Ya, saat itu suami sudah membuatkan toko online untuk memasarkan produk jam digital yang diberi nama Jam Digital Walasri. Beberapa pembeli offline dari para kenalan pun mulai berdatangan.

" Sampeyan bilang kalau itu bikinan Hanif?"

" Mmm, ada sih beberapa yang aku kasih tahu. Terutama yang kenalan dekat. Kebanyakan mereka percaya itu buatanku. Takut mereka meremehkan lebih dulu kalau aku bilang itu buatan anak SMP "

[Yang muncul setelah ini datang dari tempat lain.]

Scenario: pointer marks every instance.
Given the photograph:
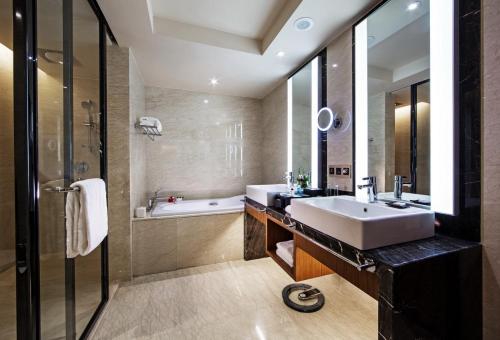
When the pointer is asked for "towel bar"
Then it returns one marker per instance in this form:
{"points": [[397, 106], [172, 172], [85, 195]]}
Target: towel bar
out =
{"points": [[61, 189]]}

(Salah satu toko online untuk memasarkan karya Hanif)


Ratusan terjual, mulai Hanif masih SMP hingga kuliah, toko masih berjalan terus. Pernah pada satu Ramadhan sebelum pandemi tahun 2020, penjualan selama satu bulan mencapai keuntungan hingga 30 juta rupiah. Pesanan yang setiap hari masuk, membuat suami harus mempekerjakan pegawai untuk proses produksi hingga packing. 

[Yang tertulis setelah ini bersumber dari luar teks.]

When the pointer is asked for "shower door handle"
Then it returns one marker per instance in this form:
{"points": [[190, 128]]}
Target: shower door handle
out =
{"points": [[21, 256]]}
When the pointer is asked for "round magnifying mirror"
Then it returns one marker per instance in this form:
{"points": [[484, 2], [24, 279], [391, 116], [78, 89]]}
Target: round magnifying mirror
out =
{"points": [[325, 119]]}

Beberapa pekerja media tergelitik untuk mengangkat berita tentang Hanif.
 


  

                                                                        (Beberapa Publikasi Media Online)


(Tayangan di Televisi Nasional)


Hasil penjualan karya itulah yang kemudian menjadi penunjang biaya Hanif masuk kuliah hingga menjelang lulus. Dia sudah membiayai dirinya sendiri. 

Tepat di Bulan Maret 2018, satu hari setelah menerima KTP di usia tujuh belas tahun, Hanif membuka rekening pendaftaran haji dan mendapatkan nomor porsi. Semua dari hasil penjualan karyanya. 

"Bismillah. Sesuai niatku di awal dulu, aku ingin dia dan aku punya amal jariyah. Aku bercita-cita semua masjid atau musholla di Indonesia bisa memakai karya Hanif. Makanya harganya terjangkau dan kita tidak mengharapkan untung yang besar. Tidak ada biaya royalti untuk software yang dibuat Hanif. Murni harga sesuai bahan baku saja"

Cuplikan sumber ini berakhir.